BBC1’s The Miniaturist (26/7 December) is a lavish two-part adaptation of Jessie Burton’s bestseller. It’s also further proof that almost any geographical and historical setting can be conscripted to tell us what’s apparently the only story we’re interested in these days: an alliance of plucky and unfailingly virtuous black people, gay people and women taking on the repressive forces of straight white blokes.
The main character, Nella (Anya Taylor-Joy), is ostensibly a young 17th-century Dutchwoman who’s been married off to a rich Amsterdam merchant. On closer inspection, though, she turns out to be a 21st-century feminist who’s somehow been transported back in time to show our benighted forebears the error of their patriarchal ways.
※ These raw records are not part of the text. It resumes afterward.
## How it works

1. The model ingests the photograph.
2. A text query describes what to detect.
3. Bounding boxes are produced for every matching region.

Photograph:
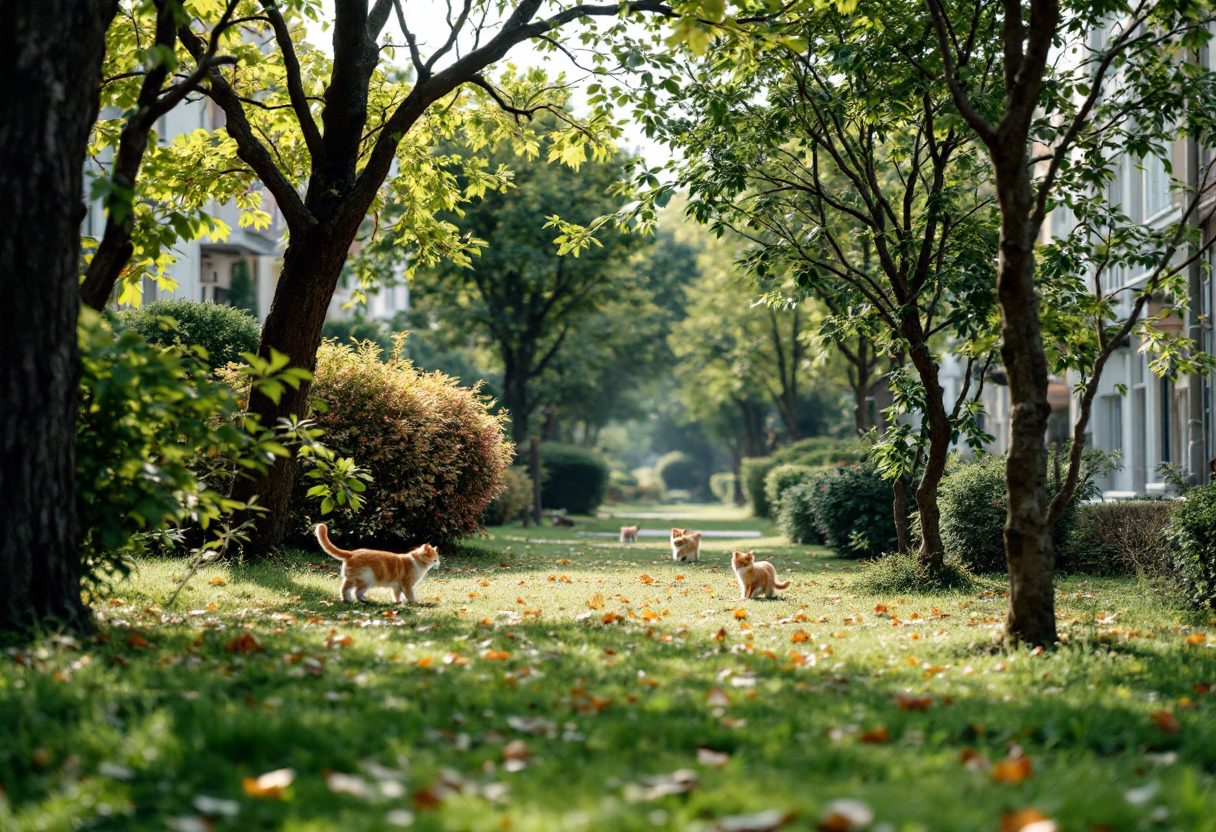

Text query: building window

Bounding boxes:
[1145,153,1170,218]
[1104,396,1123,452]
At first, admittedly, it seems as if the programme will be a straightforward mix of Rebecca and Girl with a Pearl Earring, as Nella walks timidly through a series of immaculate Dutch interiors (cue those black-and-white tiled floors), while being alternately frowned at and rebuked by her husband’s Mrs Danvers-like sister, Marin. Nella’s mousiness, however, doesn’t last. Before long, she’s befriended a kindly black servant and a feisty maid, informed her husband that ‘I want to be your wife [not] just someone you own, like a dog’, and begun to show an increasingly shrewd understanding of the international sugar trade. As part of her stand against bigotry in all its forms, she even gets the puritan Marin (Romola Garai) to realise there are more important things in life than God — female solidarity for one.
The obvious trouble is that, whereas Marin manages to shake off her irritating piety, the programme itself never does. The Miniaturist is always lovely to look at and the cast are uniformly good, despite too often having to deliver lines of slightly portentous, viewer-nudging dialogue.